Until we settle on the moon, our forays into space will always be limited by pesky things such as Earth's gravity and atmosphere.
Wait would this even work? Can you add moon gravity to centrifugal space station gravity? I can’t imagine a setup where the wheel is always pushing inhabitants out in such a way that they are moved towards the center of the moon.
Yes, you add accelerations as vectors. Say, a centrifugal ring flatly lays on the Moon surface and rotates (around the axis of ring symmetry perpendicular to the ring plane) so that the artificial gravity on the centrifuge is about Earth. Moon gravity, about 1.42 m/s^2 , adds perpendicularly to that, so the total gravity is still about the Earth one. The level surface on the centrifuge is slightly tilted away from local vertical, but in essence you just added Moon gravity, vectorally, to the rotational acceleration.
I am fully in favor of doing things on the moon, but have a theory that its relative convenience is actually detrimental. Without going into a lengthy spiel, convenience means low commitment, which translates into a high likelyhood of projects getting the plug pulled.

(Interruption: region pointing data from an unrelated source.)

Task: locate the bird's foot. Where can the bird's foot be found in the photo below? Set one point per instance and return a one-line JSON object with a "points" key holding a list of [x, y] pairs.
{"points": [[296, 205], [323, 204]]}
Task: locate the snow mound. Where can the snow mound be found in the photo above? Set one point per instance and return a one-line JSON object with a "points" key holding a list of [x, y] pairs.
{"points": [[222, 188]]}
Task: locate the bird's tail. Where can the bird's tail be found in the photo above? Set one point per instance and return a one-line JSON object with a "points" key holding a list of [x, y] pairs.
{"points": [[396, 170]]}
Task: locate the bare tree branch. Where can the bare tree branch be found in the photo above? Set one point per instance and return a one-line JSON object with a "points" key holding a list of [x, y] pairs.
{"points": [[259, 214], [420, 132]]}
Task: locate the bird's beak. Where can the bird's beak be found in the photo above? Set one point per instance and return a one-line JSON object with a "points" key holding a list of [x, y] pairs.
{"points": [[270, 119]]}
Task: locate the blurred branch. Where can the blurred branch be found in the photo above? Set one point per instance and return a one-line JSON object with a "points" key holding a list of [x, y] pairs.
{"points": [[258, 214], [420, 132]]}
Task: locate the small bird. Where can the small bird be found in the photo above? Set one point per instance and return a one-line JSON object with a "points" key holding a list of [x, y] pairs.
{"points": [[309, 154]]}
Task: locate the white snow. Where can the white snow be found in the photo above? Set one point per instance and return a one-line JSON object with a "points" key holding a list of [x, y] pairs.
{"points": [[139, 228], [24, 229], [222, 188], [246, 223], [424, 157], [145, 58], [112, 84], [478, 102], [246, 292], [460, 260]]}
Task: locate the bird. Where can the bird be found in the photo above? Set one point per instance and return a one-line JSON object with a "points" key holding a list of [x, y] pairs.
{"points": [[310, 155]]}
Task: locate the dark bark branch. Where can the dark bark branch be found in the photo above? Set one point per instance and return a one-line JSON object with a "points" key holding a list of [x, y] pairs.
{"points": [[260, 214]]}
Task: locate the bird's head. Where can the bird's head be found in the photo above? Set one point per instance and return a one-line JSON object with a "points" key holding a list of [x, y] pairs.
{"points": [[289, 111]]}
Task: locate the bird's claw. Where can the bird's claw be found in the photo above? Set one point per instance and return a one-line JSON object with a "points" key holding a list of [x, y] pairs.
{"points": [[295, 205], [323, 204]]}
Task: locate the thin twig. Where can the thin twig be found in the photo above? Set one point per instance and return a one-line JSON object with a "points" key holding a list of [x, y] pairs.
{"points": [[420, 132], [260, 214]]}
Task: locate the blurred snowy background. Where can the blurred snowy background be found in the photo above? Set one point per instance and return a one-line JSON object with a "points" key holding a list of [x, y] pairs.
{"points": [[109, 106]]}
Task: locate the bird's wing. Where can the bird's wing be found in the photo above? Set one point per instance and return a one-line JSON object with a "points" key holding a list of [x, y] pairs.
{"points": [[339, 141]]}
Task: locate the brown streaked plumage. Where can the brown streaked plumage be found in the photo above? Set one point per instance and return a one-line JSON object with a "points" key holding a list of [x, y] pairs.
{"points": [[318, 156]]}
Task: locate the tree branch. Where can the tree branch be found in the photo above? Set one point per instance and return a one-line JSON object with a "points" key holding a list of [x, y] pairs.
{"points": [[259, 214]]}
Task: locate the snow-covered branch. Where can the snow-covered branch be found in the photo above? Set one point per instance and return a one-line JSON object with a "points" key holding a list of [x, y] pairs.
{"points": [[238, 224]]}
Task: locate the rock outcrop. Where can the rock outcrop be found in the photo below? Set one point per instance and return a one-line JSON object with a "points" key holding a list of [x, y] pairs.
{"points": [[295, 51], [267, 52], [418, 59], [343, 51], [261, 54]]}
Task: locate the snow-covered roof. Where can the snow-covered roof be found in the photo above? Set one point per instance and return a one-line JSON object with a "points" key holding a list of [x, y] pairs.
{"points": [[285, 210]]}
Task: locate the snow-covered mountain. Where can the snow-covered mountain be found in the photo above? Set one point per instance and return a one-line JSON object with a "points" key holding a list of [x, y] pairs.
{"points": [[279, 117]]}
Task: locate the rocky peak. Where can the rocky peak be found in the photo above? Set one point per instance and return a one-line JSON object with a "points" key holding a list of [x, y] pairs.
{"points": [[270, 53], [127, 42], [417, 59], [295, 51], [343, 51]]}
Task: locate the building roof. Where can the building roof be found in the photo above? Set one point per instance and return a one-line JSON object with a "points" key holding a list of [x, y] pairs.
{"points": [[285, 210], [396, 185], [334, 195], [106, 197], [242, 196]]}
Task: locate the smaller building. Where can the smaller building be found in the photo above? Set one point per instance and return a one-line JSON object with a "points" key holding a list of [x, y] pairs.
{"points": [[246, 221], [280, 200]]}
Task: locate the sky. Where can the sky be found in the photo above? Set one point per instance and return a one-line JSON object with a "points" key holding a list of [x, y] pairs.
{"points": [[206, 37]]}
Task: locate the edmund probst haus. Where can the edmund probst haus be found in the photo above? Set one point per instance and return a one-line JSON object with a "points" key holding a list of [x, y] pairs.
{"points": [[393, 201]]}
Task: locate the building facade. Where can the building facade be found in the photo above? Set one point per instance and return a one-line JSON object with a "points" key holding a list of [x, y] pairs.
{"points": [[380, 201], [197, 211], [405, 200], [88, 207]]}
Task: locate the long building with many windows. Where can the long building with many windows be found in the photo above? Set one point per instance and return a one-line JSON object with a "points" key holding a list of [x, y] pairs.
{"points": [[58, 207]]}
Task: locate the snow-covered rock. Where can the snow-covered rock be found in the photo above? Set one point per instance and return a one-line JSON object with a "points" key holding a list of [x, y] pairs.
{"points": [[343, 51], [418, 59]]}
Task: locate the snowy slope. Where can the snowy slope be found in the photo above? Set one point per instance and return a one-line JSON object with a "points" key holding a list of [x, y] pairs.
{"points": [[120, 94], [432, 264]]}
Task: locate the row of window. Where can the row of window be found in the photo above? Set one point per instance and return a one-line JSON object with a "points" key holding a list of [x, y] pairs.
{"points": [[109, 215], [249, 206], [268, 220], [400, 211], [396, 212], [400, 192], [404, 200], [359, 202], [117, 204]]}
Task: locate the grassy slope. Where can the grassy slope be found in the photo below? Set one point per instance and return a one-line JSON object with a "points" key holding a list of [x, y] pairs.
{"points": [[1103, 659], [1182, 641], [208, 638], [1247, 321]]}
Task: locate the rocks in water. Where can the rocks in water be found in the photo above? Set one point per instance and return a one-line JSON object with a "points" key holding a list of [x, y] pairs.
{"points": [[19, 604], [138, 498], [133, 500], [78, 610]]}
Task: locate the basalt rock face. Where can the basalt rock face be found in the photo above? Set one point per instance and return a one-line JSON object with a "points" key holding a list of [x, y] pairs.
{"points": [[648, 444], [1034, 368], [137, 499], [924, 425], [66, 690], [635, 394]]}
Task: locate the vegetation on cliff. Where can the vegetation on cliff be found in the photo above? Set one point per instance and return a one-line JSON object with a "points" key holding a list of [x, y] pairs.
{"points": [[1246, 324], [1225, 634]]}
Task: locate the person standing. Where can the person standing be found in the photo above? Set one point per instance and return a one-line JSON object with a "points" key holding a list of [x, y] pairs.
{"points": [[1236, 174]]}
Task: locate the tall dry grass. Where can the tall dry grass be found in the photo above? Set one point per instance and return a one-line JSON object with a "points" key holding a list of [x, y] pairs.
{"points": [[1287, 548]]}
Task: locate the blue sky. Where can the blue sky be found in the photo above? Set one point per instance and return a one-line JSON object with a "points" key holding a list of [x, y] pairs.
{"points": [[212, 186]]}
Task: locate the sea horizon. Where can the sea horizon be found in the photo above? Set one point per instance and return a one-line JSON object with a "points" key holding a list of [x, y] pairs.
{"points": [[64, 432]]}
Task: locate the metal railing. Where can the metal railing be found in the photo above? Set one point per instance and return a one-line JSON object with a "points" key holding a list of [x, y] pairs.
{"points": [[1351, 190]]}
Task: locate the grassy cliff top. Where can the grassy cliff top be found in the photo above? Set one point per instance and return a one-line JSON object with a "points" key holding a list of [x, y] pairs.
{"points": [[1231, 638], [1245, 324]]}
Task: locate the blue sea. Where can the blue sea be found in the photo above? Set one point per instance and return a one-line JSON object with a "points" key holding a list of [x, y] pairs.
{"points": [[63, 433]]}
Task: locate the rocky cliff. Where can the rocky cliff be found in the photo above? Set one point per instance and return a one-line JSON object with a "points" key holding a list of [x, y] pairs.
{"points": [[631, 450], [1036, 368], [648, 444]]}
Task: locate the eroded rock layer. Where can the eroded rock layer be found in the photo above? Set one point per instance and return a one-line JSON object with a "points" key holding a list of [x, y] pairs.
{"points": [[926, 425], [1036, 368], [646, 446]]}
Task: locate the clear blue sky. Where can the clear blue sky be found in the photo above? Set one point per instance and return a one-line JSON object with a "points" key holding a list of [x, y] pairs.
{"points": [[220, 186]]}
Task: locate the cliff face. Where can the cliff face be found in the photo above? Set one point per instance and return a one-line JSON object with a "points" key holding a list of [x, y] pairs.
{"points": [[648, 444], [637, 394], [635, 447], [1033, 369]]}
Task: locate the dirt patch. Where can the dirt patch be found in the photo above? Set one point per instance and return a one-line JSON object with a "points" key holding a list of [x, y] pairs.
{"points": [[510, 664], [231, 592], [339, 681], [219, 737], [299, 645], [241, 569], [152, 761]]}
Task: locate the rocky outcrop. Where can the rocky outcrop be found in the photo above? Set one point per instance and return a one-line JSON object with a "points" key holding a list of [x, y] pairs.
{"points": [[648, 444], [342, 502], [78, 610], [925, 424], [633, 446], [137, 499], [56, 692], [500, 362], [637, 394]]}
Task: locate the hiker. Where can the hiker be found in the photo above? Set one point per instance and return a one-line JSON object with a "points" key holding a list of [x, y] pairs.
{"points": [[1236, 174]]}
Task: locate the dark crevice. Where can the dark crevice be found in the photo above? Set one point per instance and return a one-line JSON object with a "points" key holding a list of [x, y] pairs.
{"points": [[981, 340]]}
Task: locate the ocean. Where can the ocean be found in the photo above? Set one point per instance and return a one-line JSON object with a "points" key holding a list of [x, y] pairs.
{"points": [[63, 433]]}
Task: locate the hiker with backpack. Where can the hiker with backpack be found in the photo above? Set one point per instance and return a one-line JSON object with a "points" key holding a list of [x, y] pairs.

Elsewhere, the hurdles to clear to get something started are higher, but once you’re out there it’s a lot less justifiable to reverse course.
It could very well be true that it’s necessary to settle the Moon before doing anything else, though, which could spell bad news for any endeavor involving crewed spaceflight. We might end up with a series of false starts on the Moon (due to events like funding getting pulled as a result of changing politcal winds) that end up going nowhere which then puts crewed spaceflight in a state where it's stuck in LEO perpetually.
Until we settle on the moon, our forays into space will always be limited by pesky things such as Earth's gravity and atmosphere.